From the standpoint of the capital, households are commodity producers: they produce labour force. As such, households are the basis of capitalist production.
Informal Sector
Commodity chains include horizontal chains of small commodity production based on informal sector and non-waged labour. They provide cheap labour, services and inputs for commodity chains below market price. They are also based on semi-proletarian households.
An example of this relationship is a female worker who works in a factory but also employs a caregiver from informal sector to provide care for her child while she’s at work.
Consequences of the Surplus Drain
Consumers in the Core and Dark Value
As mentioned previously, dark value is based upon uncompensated labour or underpaid labour. If production were to be carried out in the core, the final price would be significantly higher. Consumers in the core enjoy the benefits of the exploitation of the periphery through the lower prices provided by dark value.

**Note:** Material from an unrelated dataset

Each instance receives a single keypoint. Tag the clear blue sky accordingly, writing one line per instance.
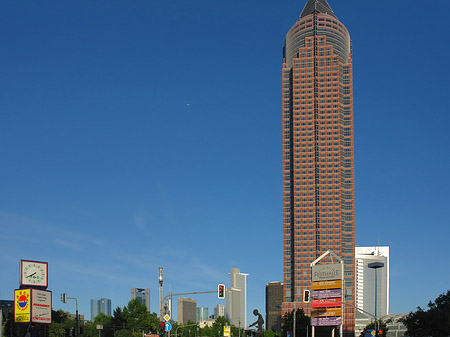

Social consequences are reflected in the maintenance of the high living standard in the core by the means of high consumption in spite of the decrease in social spending and salary levels. In such a manner, neoliberal reforms counter the effect of lowering real wages by providing cheap imports.
Core-Periphery and Dependence
Surplus drain is super-exploitation of peripheral labour, households and ecological resources which blocks economic growth through investments and expanded production by depriving periphery of its surplus.
On the other hand, dark value drain is also a threat to the ecological sustainability and quality of life of the workers in the periphery, especially that of women.
Surplus drain from the periphery represents a big portion of its economic wealth, but it doesn’t mean a big increase of wealth in the core because the biggest portion of trade is carried out among core countries.
Commodity-Chain Analysis
Let us reformulate the analysis of commodity chains. Commodity chains are exploitative structural relations which occur in the arrays of unequal exchange between its nodes and across world-system zones. Powerful companies use degree of monopoly within the commodity chain to capture bright and dark value.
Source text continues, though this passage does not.